Created 04-17-2023 01:33 AM
I ran into an issue last week, which seems to be an issue related to the Cloudera ODBC Driver for Impala.
First I thought it was an issue with pyodbc, but after submitting the issue on their github we figured out that it was a driver issue. For reference: pyodbc github issue 1197
Simply put, executing query1 and query2 should produce the same results, but it doesn't:
query1 = """SELECT
col1, col2 as col2_orig,
(CASE WHEN col2 IS NOT NULL THEN col2
ELSE 0 END) AS col2_1,
(CASE WHEN col2 IS NULL THEN 0
ELSE col2 END) AS col2_2
FROM sandbox.jk_test"""
query2 = f"""WITH wrapped_table AS ({query1}) SELECT * FROM wrapped_table"""

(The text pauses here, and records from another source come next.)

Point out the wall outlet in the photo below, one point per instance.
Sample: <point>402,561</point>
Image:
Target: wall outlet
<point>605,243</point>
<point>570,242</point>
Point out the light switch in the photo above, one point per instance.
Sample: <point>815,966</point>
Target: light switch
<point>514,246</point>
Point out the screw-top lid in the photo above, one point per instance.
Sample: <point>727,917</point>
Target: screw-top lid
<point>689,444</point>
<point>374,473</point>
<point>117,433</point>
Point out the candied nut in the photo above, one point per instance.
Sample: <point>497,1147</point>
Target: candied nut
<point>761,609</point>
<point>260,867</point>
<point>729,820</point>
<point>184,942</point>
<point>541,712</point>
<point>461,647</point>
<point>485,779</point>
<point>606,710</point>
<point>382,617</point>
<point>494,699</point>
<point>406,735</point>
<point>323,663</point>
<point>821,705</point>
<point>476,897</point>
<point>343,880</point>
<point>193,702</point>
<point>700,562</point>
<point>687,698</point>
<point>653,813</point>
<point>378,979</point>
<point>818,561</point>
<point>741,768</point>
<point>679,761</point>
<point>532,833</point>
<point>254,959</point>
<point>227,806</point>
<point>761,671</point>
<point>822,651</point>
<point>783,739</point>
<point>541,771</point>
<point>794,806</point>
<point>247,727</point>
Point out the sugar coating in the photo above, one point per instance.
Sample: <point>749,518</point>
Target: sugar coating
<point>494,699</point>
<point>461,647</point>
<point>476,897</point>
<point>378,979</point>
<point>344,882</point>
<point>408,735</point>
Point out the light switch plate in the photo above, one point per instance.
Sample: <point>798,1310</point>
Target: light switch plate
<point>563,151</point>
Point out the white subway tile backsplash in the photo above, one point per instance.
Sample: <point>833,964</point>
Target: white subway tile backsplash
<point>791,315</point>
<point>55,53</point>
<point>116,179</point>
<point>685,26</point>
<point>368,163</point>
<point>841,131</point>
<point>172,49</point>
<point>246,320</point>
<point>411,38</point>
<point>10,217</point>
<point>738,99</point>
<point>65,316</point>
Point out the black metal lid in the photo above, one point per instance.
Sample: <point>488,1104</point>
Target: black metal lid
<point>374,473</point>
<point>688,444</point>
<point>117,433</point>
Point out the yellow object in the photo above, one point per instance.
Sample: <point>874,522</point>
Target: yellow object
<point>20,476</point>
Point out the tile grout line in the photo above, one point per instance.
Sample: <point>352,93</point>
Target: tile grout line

It results in two different sets:
['col1', 'col2_orig', 'col2_1', 'col2_2']
['1 ', '1 ', '1 ', '1 ']
['2 ', 'None ', 'None ', '0 ']
['col1', 'col2_orig', 'col2_1', 'col2_2']
['1 ', '1 ', '1 ', '1 ']
['2 ', 'None ', '0 ', '0 ']
The 2nd result is the expected one.
* See the github issue for the code used to run these queries.
Running the queries with CData's driver solves the issue, as does connecting using a JDBC connection.
My Environment:
Created 10-11-2023 08:42 AM
Hi @JKarount ,
To close the loop, this has been resolved in the latest Cloudera Impala ODBC driver 2.7.0, see the Resolved Issues section in the Release Notes:
https://docs.cloudera.com/documentation/other/connectors/impala-odbc/2-7-0/Release-Notes-Impala-ODBC...
"[IMP-946][02795738] The connector does not generate the last COALESCE
parameter from the ELSE expression in the CASE statement."
You can download it from:
https://www.cloudera.com/downloads/connectors/impala/odbc/2-7-0.html
I hope this will help you to implement your usecases as expected.
Best regards
Miklos Szurap
Customer Operations Engineer, Cloudera
Created 04-18-2023 01:06 AM
@JKarount, Welcome to our community! To help you get the best possible answer, I have tagged in our Impala experts @Chella @mszurap @ChethanYM who may be able to assist you further.
Please feel free to provide any additional information or details about your query, and we hope that you will find a satisfactory solution to your question.
Regards,
Vidya Sargur,Created 04-19-2023 01:06 AM
Hi @JKarount , thank you for the detailed description and reproduction steps. To be able to help you on this, kindly open a formal support case through our Cloudera Support portal.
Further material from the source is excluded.